[Illustration: Sketches By A Friend.]

"The horses, on the contrary, are poor affairs. I have yet to see the first decent horse. The animals employed by travellers generally are the lowest of their species. The shoes which the horses wear are of a singular shape. I can't describe them in writing, but they look more like a flat-iron than any thing else.

"I paid a visit to Pompeii, and on coming back I saw some of the carts of the country. They gave one a deplorable idea of the state of the useful arts in this place. Scientific farming is out of the question. If fine plantations are seen it's Nature does it.

"Vineyards abound everywhere. Wine is a great staple of the country. Yet they don't export much after all. In fact the foreign commerce is comparatively trifling.

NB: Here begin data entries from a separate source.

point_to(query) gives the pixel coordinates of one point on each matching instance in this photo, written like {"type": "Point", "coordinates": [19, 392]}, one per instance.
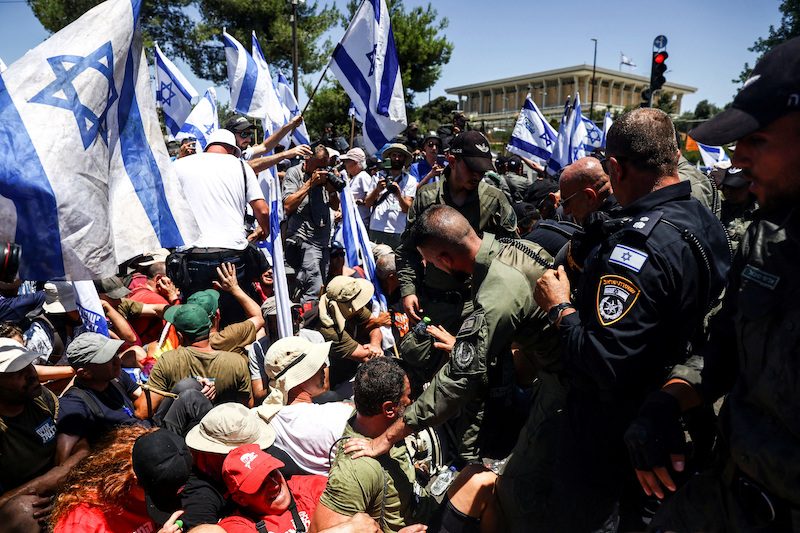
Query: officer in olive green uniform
{"type": "Point", "coordinates": [442, 297]}
{"type": "Point", "coordinates": [517, 183]}
{"type": "Point", "coordinates": [476, 384]}
{"type": "Point", "coordinates": [753, 354]}
{"type": "Point", "coordinates": [739, 205]}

Chestnuts and olives are raised in immense quantities. The chestnut is as essential to the Italian as the potato is to the Irishman. A failure in the crop is attended with the same disastrous consequences. They dry the nuts, grind them into a kind of flour, and make them into cakes. I tasted one and found it abominable. Yet these people eat it with garlic, and grow fat on it. Chestnut bread, oil instead of butter, wine instead of tea, and you have an Italian meal.

"It's a fine country for fruit. I found Gaeta surrounded by orange groves. The fig is an important article in the economy of an Italian household.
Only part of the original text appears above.